In 2006, the rental industry is more aware than ever of the strength of the growing insurance replacement and local marketplace. For the first time, the local rental segment is outperforming the airport segment. According to Auto Rental News’ 2004 industry statistics, the local market had $9.5 billion of a $17.6 billion total rental market. The market grew to $18.91 billion in 2005, and while airport revenue growth is slow, the local market continues to expand.
Official statistics peg local market growth at 5% to 10% per year, but some industry sources claim that the insurance replacement end of the business has been growing at an average of 15% per year over the last 10 years. This market growth, along with the emergence of new players in the marketplace and new technology demands and developments, has characterized the rental industry’s history for the past 20 years.
In the 1980s and 1990s, local rentals were a much smaller business, and the landscape was dotted with names like Agency Rent-a-Car, Snappy Rent a Car, Ugly Duckling, Spirit Rent a Car, Super Star Rent a Car and Premier Car Rental, among others. Locally, there were just one or two rental companies with little competition for business. By the end of the ’80s, Enterprise Rent-A-Car had 500 locations and 50,000 vehicles, not one of which was on-airport. Hertz, typically an airport presence, began focusing on their Local Edition stores in the ’90s.
During the ’90s, however, insurance replacement began to grow exponentially, and larger players such as Enterprise and Hertz Local Edition began to expand aggressively. In 1991, the local market produced just $2.52 billion in revenue. Since then, local rental’s $7 billion growth spurt has been largely responsible for the growth of the rental industry, an encouraging statistic for those rental operators who do not want to be dependent on the health of the travel industry.
Today, Hertz has more than 1,300 locations serving the local market with a goal of opening at least 300 new locations each year. Enterprise currently has 6,500 offices and over half a million vehicles in service. Enterprise focuses on the local market—generating about 90% of its business there—but Hertz, as well as independent and franchise rental operations still have an excellent opportunity to their participation in the local rental market.

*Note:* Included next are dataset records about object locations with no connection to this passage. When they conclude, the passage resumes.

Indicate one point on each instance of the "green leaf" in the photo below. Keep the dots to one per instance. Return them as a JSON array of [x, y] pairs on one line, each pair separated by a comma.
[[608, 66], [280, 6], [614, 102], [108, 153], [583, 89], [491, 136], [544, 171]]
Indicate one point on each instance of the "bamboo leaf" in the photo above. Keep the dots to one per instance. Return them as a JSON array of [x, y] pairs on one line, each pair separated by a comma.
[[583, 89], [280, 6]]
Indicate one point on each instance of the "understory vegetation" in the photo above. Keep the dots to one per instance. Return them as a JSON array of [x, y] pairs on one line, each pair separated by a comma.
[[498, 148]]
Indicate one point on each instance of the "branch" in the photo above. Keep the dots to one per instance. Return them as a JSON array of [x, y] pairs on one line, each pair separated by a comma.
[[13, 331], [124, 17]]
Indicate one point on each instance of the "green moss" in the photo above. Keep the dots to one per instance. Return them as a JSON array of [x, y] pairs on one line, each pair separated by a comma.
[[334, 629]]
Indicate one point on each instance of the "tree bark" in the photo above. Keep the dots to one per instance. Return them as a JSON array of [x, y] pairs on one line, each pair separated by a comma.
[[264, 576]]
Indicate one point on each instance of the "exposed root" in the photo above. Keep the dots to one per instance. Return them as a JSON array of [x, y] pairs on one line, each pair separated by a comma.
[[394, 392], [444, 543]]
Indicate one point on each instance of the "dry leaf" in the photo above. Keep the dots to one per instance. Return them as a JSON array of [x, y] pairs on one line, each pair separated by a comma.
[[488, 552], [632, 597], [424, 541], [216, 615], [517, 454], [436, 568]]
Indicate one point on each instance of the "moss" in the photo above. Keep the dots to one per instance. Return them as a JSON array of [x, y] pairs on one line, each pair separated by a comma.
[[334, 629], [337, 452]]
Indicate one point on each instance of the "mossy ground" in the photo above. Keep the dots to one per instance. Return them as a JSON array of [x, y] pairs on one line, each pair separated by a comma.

Understanding the source of growth is essential to strategic success in the insurance replacement industry. An increase in local rentals can be attributed to the same consumer mentality that has put a cell phone in everyone’s pocket: convenience. In 2006, Americans are used to getting what they want when they want it. With the wealth of information available, they have also become smarter consumers, aware of what benefits their insurance policies offer.
When a person gets into an accident, they no longer rearrange their schedules to accommodate their car being in the shop for a week. Instead, consumers rely on insurance to provide them with a vehicle. Thanks to the average American’s rapidly rising expectations for service and convenience, insurance replacement continues to be a booming market.
TSD has experience outfitting thousands of rental operators at the independent, franchise, and corporate level with management and reservation technology. And those who are successful in the insurance replacement business have a few things in common: they build relationships, they are consistent in their customer follow-up and they demonstrate a great amount of perseverance and persistence. It is possible to be successful without a national call center and a million-dollar advertising campaign, but what is the trophy for duking it out with the big names on a daily basis?
How about a higher utilization rate and maximized revenue per car? While rates are sometimes lower for insurance replacement rentals, the higher number of rental days per contract allows rental operators to make a smaller fleet investment while still selling the same number of days, resulting in an average of 15% higher revenue per unit.
The insurance replacement and local rental segment also provides greater stability than the airport market, which rises and falls with the travel industry and national security issues. Growth is steady, and the local and insurance replacement market is forecasted to expand due to the growing car rental replacement rider coverage and consumer demand for convenience, according to industry experts. While people choose to travel based on unpredictable variables, when an accident happens many people must rent a car.
Secret of Success?
If the landscape still looks impossible for a small fish in a big pond, consider the story of Subway, the number one fast food franchise in the U.S. (by number of locations). Subway opened its first storefront in 1965, the same year that McDonald’s went public. They did not even consider franchising for another eight years, by which time McDonald’s was a household name. Despite their late start and typically higher prices, Subway overtook McDonald’s as the fast food chain with the most sites in North America in 2002.